By Ravi Philemon

Last year at about this time I had said,”some would say it is the food that binds us – I’d say that although the food’s good, if that’s the only thing that binds us, then that is very superficial”. Now, I feel a little differently about local food.

I remember the time when I was a little boy and lived in a 2-room flat in Tanglin Halt Road. I would wait for the almost melodious call of a boy not much older than me, “Goreng Pisang…Epok Epok!” I didn’t know his name, but often greeted him “Hello Goreng Pisang”, and I especially enjoyed his fried bananas and curry puffs.

When I was living in Tanglin Halt, my mother’s elder sister, my aunty, lived in the HDB block next to mine. Whenever my mother was working the afternoon shift, my aunty would visit us to ensure that my sisters and I were ok. I remember wishing that she would visit us in the early evening, because there was a “Mee Rebus Man” who would sell his noodles on his bicycle on the walkway between our blocks, and my aunty always stopped to buy a packet of mee rebus for us three children to share during tea-time if he was there. A packet of mee rebus cost only 50-cents and I often salivated just watching my aunty buying the mee rebus from a little window in the kitchen.

At that period of time in my life, my mother went to the Tanglin Halt market on almost every Saturday. And whenever she went marketing, she would always buy back fish-ball mee or apam balik for breakfast.

I also vividly remember the night I was introduced to Hokkien Mee. It was the year when we had our first telephone. My mother called home from a public phone to say that she was not cooking, and asked what we wanted for dinner. I said mee goreng, but my mother came back home with hokkien mee. I was quite upset, and even told my mother that I won’t eat it. My mother tried to pacify me saying that the mee goreng stall was closed, and that what she had bought was the Chinese mee goreng. I only tried it when she promised to get me something else if I took a mouthful but didn’t like it.

I was hooked at the first mouthful.

When I was in Primary 6, after remedial classes, my teacher asked me if I would buy her chicken rice from the Tanglin Halt market. Of course I would. I loved chicken rice. Just as I was about to rush off, she reminded me to get the chicken rice from a halal stall. What’s halal? That day, I was introduced to another variety of chicken rice – which I thoroughly enjoyed as well.

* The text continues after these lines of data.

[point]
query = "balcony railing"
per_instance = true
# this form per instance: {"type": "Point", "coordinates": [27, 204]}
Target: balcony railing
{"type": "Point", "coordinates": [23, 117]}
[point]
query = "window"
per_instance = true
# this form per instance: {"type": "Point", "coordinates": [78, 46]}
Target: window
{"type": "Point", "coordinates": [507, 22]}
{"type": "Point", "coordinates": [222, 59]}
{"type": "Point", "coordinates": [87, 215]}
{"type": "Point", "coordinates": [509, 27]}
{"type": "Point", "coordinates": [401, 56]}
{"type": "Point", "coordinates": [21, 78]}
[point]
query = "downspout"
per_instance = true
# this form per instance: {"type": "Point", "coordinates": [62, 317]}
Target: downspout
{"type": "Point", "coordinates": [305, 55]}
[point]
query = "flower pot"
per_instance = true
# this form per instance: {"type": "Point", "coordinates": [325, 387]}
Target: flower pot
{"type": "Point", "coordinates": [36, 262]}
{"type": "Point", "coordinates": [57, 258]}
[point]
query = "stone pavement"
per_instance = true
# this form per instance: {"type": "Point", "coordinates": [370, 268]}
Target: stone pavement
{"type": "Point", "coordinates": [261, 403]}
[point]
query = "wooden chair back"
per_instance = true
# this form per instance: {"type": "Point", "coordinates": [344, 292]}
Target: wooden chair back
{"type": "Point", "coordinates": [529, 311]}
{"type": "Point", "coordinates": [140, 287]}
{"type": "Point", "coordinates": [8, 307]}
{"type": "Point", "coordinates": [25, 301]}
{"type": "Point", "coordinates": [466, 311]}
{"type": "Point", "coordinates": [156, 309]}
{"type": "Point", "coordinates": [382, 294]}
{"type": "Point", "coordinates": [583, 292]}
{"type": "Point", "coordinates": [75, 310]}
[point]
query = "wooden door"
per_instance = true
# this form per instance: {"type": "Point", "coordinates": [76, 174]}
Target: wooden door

When I was in secondary school, I often walked to the food centre at Margaret Drive with my friends to enjoy a plate of chicken rice; or to the coffee-shop in Holland Road for roti-prata. I still remember how we three friends ordered the roti-pratas, “ரெண்டு, ரெண்டு, ரெண்டு. பிச்சி, பிச்சி, பிச்சி   கரீ மேல ஊத்தி” (two prata, shredded with curry on it).

When I came back from the USA after having lived there for a few years, in 2008, on the very first evening of my return, I drove to a hawker stall in Chinatown to have a plate of char kway teow. That was what I missed the most.

It was also food which made me realise that I had perhaps come back to a very different Singapore. One morning soon after I came back from the USA, I went to the neighbourhood coffee-shop to have one of my favourites for breakfast – economical fried noodles. After having sat down with the food, I tried to order myself a drink of soya bean milk. (I think the love for soya bean milk is very local. I have tried introducing this drink to some of my friends from overseas, and most felt that it was very bland and did not like it.) Unfortunately, the person taking my order could not take my order even when I tried ordering in Hokkien saying, “tau huay chwee” while gesturing at the same time. The person taking the order was a foreigner and I could not speak Mandarin.

Just as I had grown fond of food which should not be ‘mine’ (ethnically speaking), I suspect many Singaporeans too have not only grown fond, but have also adopted what was not originally theirs, as their own. That was why I believe ‘Cook and Share a Pot of Curry Day‘ was supported by so many Singaporeans in 2011.

Local food is surely the soul of our young nation. Which is why a lot of people found “mee siam mai hum” very amusing. Which is why a good number feel that it may not be such a bad idea to have a ‘rojak government‘. It could also be the reason for the wild success of Alfian Sa’at’s ‘Cook a Pot of Curry’.

If some people have given up on Singapore, or don’t want to come back to Singapore because it has lost its soul, then there can be nothing like the laksa and chicken rice to convince you otherwise.